Elsewhere, Nichias, a producer of materials for construction and semiconductors, is also capturing structural drivers such as rising demand for AI chips and R&D on safety measures for nuclear power. Nichias also has its eye on total shareholder return with a target dividend payout policy. Share buybacks are also possible since it has excess cash as a funding source.

Regulatory environment

A key driver to uplift the valuation of small and mid-cap stocks is their potential for improving capital efficiency. More small- and mid-cap companies have the potential for further capital management initiatives than large-cap companies.

“While Tokyo Stock Exchange’s actions are not explicitly targeted at small- or mid-cap companies, one of the reasons the regulators introduced the guidance to call for higher capital efficiency is that too many companies are trading below price-to-book3 of 1x (Source: Bloomb­erg and Nikko AM, as of Nov 30, 2024) in Japan, many of them being small-caps,” Nikko AM says. From that view, the impact on the small-cap value segment is likely to be larger than for the rest of the market.

“We are starting to see companies with more sophisticated financial targets, and they have much to improve in terms of business operation and capital management,” Nikko AM indicates.

Other catalysts are expected to be specific to the industry and individual companies, as small- and mid-cap stock selections often represent bottom-up investment opportunities, which are focused on analysing individual companies.

Best-placed to identify small and mid-cap stocks

Primarily, Japan’s exit from its lost decades is expected to drive a recovery in domestic demand, where small and mid-cap stocks are more exposed than large-cap corporates. Improving shareholder returns are expected to drive small and mid-cap stocks because the opportunities for higher capital efficiency within this segment are greater than other market segments, with many stocks trading below a price-to-book ratio of 1x.

“We believe there are more undervalued small and mid-cap companies compared to large-cap companies due to a lack of sell-side research coverage. Furthermore, more small and mid-cap companies have excess capital,” Nikko AM says.

Nikko AM covers around 1,000 Japanese stocks, which include small and mid-cap stocks, with expertise that averages 16 years of experience in the Japan equity market.
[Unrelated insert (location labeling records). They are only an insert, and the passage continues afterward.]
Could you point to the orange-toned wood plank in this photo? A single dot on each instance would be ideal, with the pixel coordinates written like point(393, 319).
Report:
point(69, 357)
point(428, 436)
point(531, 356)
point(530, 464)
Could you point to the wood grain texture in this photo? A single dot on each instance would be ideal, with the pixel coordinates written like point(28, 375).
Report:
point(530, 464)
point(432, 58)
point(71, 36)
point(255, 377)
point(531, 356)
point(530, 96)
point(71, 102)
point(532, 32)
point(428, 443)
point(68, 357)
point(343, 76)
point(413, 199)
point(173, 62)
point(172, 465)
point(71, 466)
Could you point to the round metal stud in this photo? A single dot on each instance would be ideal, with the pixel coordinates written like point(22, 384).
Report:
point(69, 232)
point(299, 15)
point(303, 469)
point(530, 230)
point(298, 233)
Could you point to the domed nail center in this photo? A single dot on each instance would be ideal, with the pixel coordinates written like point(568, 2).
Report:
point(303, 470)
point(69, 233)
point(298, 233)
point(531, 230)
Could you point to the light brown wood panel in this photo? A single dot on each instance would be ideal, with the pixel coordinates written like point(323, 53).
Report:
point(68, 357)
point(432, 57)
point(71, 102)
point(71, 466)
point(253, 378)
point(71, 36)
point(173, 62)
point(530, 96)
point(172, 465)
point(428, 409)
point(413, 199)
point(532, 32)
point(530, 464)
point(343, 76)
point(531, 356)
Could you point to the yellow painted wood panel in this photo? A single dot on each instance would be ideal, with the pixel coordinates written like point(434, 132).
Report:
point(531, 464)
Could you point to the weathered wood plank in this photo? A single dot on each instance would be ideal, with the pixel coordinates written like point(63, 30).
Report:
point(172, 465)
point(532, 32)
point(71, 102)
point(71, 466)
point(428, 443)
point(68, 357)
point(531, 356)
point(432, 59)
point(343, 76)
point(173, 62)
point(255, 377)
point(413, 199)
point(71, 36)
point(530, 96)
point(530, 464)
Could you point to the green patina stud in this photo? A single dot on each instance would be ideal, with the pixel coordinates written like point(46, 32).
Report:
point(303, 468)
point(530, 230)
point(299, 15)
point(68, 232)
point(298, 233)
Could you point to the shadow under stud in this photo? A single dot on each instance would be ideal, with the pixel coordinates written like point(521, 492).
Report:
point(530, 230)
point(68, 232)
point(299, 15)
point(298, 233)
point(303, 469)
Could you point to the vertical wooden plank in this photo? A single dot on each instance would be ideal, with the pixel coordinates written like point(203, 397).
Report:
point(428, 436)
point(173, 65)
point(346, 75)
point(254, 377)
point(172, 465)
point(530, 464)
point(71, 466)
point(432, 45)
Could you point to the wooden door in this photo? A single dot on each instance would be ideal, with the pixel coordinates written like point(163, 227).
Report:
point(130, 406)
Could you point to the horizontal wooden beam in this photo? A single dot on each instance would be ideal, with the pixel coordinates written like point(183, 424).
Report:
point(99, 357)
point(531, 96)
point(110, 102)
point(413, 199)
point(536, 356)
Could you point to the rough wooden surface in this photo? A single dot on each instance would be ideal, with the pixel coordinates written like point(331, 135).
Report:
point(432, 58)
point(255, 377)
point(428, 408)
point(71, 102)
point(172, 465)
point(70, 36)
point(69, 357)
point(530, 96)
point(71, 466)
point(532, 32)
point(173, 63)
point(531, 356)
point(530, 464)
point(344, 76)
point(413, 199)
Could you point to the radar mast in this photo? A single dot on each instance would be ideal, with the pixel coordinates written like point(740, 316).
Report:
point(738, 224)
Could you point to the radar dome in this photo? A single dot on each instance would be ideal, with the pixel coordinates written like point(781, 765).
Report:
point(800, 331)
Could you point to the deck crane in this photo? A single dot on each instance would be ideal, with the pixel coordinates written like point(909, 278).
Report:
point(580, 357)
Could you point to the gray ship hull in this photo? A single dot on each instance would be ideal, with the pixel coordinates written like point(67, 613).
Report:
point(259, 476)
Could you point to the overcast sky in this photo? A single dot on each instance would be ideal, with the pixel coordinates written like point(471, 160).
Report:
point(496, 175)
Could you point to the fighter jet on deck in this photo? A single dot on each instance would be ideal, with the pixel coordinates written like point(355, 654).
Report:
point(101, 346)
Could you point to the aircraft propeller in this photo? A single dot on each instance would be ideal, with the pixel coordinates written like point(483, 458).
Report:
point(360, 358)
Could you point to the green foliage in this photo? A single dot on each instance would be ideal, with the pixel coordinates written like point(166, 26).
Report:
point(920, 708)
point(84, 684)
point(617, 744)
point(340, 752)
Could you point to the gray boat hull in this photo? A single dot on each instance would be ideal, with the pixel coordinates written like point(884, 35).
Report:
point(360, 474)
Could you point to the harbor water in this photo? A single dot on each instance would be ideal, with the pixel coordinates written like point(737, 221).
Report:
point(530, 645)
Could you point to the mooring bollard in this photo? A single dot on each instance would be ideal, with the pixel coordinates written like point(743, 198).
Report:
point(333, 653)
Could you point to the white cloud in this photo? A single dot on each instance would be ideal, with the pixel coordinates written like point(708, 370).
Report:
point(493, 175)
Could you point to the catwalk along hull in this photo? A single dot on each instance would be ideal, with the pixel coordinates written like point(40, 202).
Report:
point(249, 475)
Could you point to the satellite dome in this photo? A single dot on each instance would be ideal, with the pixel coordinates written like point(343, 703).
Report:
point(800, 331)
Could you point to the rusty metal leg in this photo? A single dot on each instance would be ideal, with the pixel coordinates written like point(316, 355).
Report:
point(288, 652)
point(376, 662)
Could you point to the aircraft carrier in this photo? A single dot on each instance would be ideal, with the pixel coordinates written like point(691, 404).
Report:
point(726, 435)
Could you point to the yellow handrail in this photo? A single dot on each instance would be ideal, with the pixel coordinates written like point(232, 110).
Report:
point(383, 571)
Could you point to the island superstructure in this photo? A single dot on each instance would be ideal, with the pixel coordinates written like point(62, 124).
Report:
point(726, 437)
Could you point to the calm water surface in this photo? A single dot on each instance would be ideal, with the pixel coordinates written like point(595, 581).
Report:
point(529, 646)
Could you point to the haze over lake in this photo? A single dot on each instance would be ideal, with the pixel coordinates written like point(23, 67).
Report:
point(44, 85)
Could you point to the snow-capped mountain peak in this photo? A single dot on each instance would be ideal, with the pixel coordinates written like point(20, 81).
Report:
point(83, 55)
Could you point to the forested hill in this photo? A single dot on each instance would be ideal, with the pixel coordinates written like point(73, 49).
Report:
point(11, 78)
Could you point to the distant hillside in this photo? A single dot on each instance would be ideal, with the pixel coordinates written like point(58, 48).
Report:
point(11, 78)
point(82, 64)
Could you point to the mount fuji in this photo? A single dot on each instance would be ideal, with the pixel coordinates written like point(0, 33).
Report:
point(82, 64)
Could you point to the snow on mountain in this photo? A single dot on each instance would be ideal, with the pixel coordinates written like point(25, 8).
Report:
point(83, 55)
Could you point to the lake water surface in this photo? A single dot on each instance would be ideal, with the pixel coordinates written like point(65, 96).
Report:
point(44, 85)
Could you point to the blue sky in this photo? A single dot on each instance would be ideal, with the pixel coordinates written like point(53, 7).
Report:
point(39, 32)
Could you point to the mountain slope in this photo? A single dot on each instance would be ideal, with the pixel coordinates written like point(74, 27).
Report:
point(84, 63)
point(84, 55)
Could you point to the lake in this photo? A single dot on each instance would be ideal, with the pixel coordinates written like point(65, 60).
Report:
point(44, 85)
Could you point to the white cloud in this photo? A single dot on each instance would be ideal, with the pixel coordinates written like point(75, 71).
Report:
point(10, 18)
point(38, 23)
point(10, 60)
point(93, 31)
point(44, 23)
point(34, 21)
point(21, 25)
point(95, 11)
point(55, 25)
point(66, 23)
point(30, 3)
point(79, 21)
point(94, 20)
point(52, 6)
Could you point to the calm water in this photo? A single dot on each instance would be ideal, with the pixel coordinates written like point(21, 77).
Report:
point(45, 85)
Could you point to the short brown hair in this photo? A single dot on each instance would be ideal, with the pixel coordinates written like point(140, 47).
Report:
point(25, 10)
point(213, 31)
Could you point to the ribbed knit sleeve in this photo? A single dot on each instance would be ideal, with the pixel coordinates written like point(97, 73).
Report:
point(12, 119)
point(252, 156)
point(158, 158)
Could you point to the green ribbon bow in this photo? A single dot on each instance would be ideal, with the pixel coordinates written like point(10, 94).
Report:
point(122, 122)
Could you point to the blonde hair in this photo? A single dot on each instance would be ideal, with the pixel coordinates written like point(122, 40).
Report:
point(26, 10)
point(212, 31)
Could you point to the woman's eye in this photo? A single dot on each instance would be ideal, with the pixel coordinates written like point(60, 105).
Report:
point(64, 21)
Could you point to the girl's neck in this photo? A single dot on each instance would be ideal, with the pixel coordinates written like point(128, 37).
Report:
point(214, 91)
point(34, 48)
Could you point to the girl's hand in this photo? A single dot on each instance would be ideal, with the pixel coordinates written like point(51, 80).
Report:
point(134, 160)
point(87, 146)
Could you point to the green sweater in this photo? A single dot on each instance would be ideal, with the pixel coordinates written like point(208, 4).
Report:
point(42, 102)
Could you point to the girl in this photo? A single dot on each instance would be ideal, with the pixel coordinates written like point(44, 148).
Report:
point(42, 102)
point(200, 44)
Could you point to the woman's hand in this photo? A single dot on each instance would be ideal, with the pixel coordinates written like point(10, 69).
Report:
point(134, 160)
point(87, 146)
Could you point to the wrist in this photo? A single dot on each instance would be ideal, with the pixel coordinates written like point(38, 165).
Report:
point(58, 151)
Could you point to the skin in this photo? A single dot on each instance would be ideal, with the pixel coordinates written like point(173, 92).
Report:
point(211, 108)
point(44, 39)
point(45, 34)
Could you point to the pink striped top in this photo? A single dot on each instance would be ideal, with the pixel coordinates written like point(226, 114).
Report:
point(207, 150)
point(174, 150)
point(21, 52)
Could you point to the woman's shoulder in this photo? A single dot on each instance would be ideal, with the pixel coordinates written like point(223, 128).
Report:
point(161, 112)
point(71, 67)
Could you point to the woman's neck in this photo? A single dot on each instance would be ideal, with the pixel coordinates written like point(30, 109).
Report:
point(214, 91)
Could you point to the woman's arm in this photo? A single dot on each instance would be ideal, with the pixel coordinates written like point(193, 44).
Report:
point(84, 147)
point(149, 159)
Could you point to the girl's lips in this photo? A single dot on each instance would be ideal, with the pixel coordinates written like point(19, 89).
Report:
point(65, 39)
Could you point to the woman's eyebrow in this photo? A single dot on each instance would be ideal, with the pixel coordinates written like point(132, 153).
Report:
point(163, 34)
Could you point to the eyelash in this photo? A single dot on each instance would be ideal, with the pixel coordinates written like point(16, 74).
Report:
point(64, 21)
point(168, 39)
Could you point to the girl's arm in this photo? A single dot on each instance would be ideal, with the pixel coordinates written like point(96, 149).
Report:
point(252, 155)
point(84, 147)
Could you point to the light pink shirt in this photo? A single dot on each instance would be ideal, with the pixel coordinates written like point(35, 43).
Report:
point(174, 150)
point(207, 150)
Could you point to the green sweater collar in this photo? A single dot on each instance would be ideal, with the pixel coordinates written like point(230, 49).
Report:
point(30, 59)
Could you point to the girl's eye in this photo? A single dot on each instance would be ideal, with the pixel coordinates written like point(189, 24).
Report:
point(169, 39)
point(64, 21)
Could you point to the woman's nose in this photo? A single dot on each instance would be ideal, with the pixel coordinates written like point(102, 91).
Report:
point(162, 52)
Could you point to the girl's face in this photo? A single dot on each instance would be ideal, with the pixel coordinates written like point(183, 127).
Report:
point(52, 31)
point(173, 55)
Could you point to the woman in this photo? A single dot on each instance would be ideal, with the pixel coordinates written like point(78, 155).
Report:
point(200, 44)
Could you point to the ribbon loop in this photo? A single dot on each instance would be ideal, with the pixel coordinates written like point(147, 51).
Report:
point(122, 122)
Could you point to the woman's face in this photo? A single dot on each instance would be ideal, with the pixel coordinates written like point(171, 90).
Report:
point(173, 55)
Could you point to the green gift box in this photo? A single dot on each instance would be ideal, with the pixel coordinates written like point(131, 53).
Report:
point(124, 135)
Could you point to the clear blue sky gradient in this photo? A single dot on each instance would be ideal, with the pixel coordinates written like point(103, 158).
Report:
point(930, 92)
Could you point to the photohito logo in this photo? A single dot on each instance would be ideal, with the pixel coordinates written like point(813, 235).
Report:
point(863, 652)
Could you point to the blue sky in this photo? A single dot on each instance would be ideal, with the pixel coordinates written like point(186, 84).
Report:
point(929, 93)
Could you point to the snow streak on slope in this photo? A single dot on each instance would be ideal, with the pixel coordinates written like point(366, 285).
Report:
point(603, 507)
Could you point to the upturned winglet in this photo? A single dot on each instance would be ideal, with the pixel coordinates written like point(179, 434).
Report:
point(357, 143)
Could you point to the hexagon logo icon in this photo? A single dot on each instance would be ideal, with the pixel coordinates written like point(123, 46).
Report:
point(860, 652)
One of Japan’s largest asset managers, Nikko AM’s portfolio managers and analysts have direct access to management teams of companies and they have had over 9,000 meetings in a year, of which around half are one-on-one meetings (Source: Nikko AM, March 31, 2024).

Glossary

1 Market capitalisation indicates the value of a company. Nikko AM defines Japanese small- and medium-sized companies as those with a market cap of about JPY50 billion to 200 billion and large companies as those with a market cap of above JPY200 billion.

Net cash to equity ratio refers to cash a company has after excluding debt and divided by shareholders’ equity.

3 Price-to-book ratio: A company’s stock price per share divided by its book value per share. It shows the market valuation of a company compared to its book value.